A group of 40 civilians was evacuated on Sunday from Mariupol’s Azovstal steelworks in a convoy with vehicles bearing United Nations symbols, signalling a deal had been struck to ease the ordeal of the most destructive siege in the Ukraine conflict.
In one of the first major signs of an evacuation deal, a group of around 40 civilians arrived on Sunday at a temporary accommodation centre after leaving the area around the Azovstal plant, a Reuters photographer said.
Reuters photographs showed the civilians arriving in the village of Bezimenne in the Donetsk Region, around 30 km east of Mariupol, with Ukrainian number plates in a convoy with Russian forces and vehicles with United Nations symbols.

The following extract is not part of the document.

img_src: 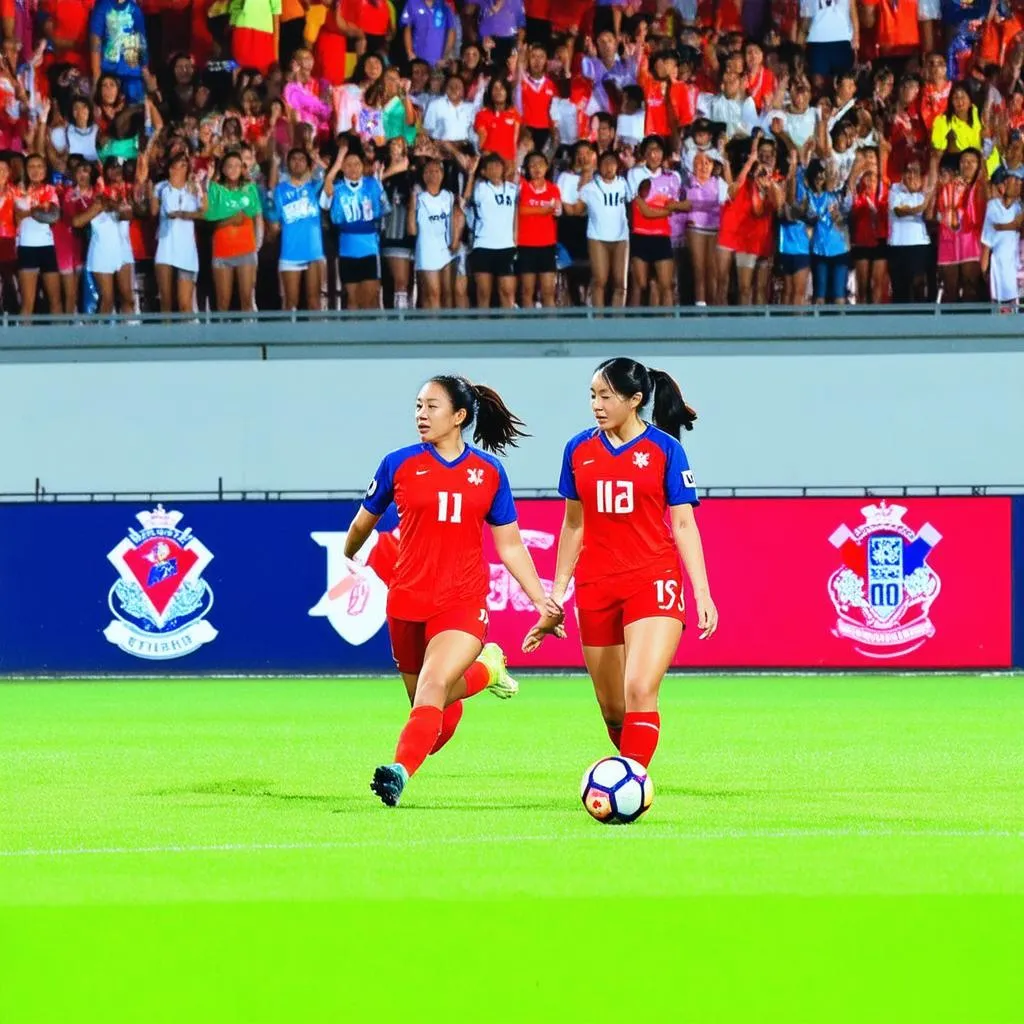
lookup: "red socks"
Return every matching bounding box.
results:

U.N. Secretary-General Antonio Guterres said after meeting Ukrainian President Volodymyr Zelensky in Kyiv on Thursday that intense discussions were underway to enable the evacuation of Azovstal.
A spokesman for the United Nations declined to comment. An aide to the mayor of Mariupol declared a period of silence, pending official statements about the evacuations.
The siege of Mariupol, in which Russian forces battled Ukrainian fighters, has turned the port city into a wasteland with an unknown death toll and thousands trying to survive without water, sanitation or food.
The war-torn city is under Russian control but some fighters and civilians remain holed up in the Azovstal works – a vast Soviet-era plant founded under Josef Stalin and designed with a labyrinth of bunkers and tunnels to withstand a major attack.
Two groups of civilians left the residential area around the Azovstal works on Saturday, the Russian defence ministry said on Sunday.
A video released by Russia’s defence ministry on Sunday showed vehicles bearing United Nations and Red Cross symbols.